Jonathan Rauch dwells on this at length in The Constitution of Knowledge. See my review.
MM ends this chapter sounding a bugle.
Our species needs the next Industrial Revolution—a true energy revolution. For that, we need a creative explosion. Policies that ensure that information is freely transmitted and that successful outcomes are rewarded without overly punishing failure lest we harm diversity and risk-taking give us the best chance of triggering that creative explosion. One place where it is essential we get it right is where the Second Enlightenment was born: the Internet
A few pages later, MM writes,
Those who design popular social media platforms and AI tools have incredible power to shape the software of our minds and therefore our societies…These decisions currently do not reflect a theory of everyone and the ways in which we evaluate who to learn from and what to learn. But by marrying an understanding of cultural evolution and engineering design, we can use the tremendous power of the Internet and social media to enhance the brilliance of our collective brain.
Long ago, I got tired of people saying how they think social networks should work. If you have a better idea, build it.
Before concluding, MM has a chapter called “Becoming Brighter.” It has one section that expresses his optimism that we can make humans smarter with better education methods. The other section concerns the potential for artificial intelligence to help humans. Personally, I think that unless artificial intelligence can be deployed to radically improve education, I see little hope that education will make a difference in human intelligence.
In his conclusion, MM writes,
As energy return on investment and energy availability continue to fall to precipitous levels, our civilizations are quickly losing the excess energy necessary to overcome the danger we find ourselves in.
…But there is reason for hope.
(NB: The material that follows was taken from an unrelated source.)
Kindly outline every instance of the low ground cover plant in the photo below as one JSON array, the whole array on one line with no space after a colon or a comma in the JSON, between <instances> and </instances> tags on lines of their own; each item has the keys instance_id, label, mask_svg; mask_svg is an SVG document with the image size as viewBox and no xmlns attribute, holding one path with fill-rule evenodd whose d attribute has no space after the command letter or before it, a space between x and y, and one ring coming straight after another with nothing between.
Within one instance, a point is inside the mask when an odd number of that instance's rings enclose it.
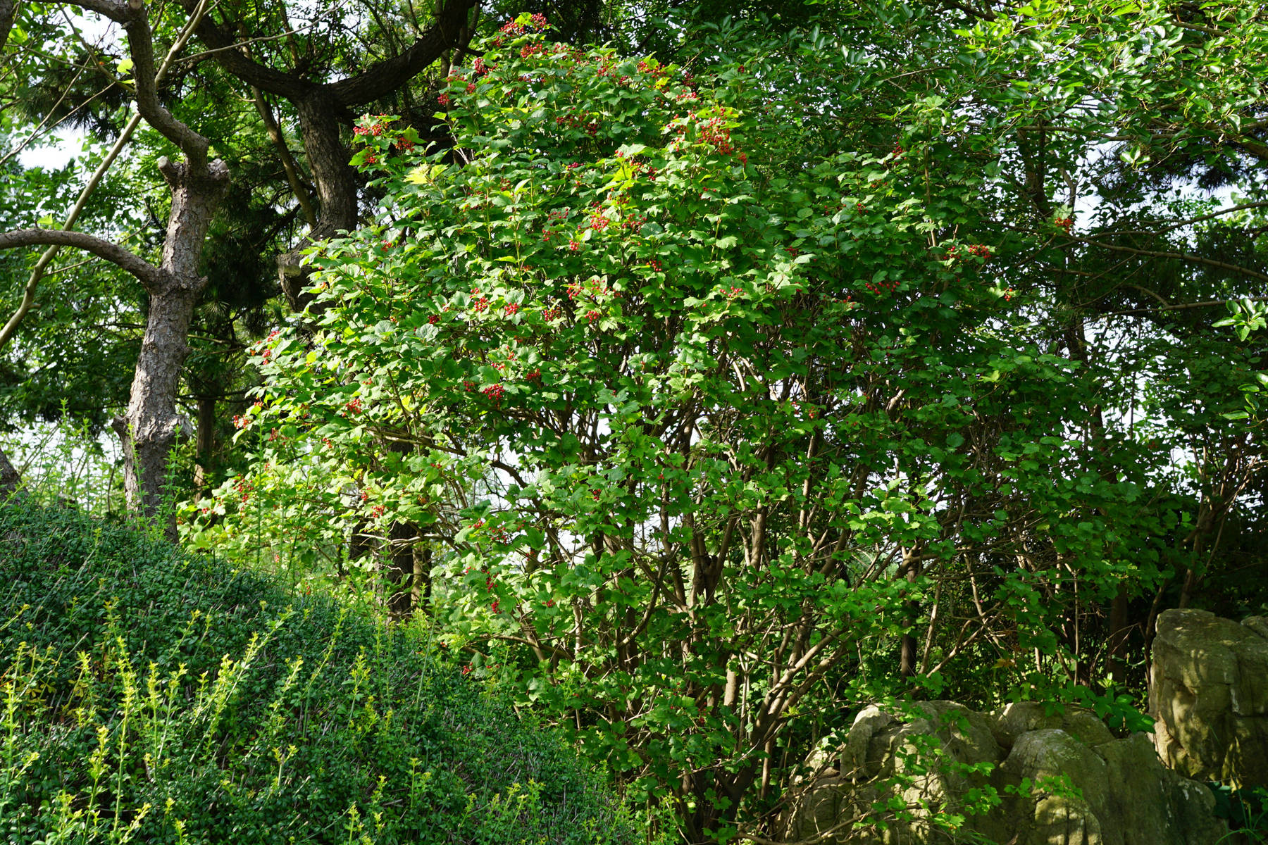
<instances>
[{"instance_id":1,"label":"low ground cover plant","mask_svg":"<svg viewBox=\"0 0 1268 845\"><path fill-rule=\"evenodd\" d=\"M67 508L0 505L9 842L624 841L416 628Z\"/></svg>"}]
</instances>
Our everyday experience tells us that what we see online, hear on the radio, or read in newspapers is not representative of most people. In real life, people don’t really hate each other than much. On most topics, people are ambivalent, apathetic to all but a handful of issues that directly affect their everyday existence, waiting instead for what is required to reinforce their group identity. Most people are kind and cooperative at a scale that would surprise our ancestors. Before those norms change, we must harness them [along the lines of the preceding chapters].
MM believes that new energy discoveries are necessary and sufficient to move us close to utopia. He sees the changes he proposes as a means to that end.
I did not find this the latter half of the book satisfying. Some of MM’s ideas strike me as vague, on the order of “we need to get better at ____.” When he offers more specific suggestions, they strike me as unlikely to achieve their desired aims.
Regarding culture, I think that the difference is that I do not share MM’s faith in the goodness of humanity. MM seems to treat today’s society as a skilled athlete that just needs an upgrade in terms of training and conditioning. I see it as more like a cancer patient whose recovery is in grave doubt.
We are getting dumber, not brighter. I haven't read the book and now won't do so, but this last part of the review made me think of the old Far Side cartoon where the scientist is explaining his idea on a chalkboard to a colleague with an inserted "then a miracle occurs" in the middle of the equations.
There seem to be 2 competing stories about our current (relative) breakdown in cooperation:
1) An economic scarcity story, consistent with the EROI framework (migration, inflation, supply chain/ network frictions, cost disease in housing/education/health-care/government)
2) A social/spiritual story, where generalized discontent applies independently of material conditions.
There are ways to square these stories, but there seems a tension between them, with ramifications for the optimal responses. Story 1 is probably an "easier" or at least simpler fix. If story 2 is truly independent, things get tougher.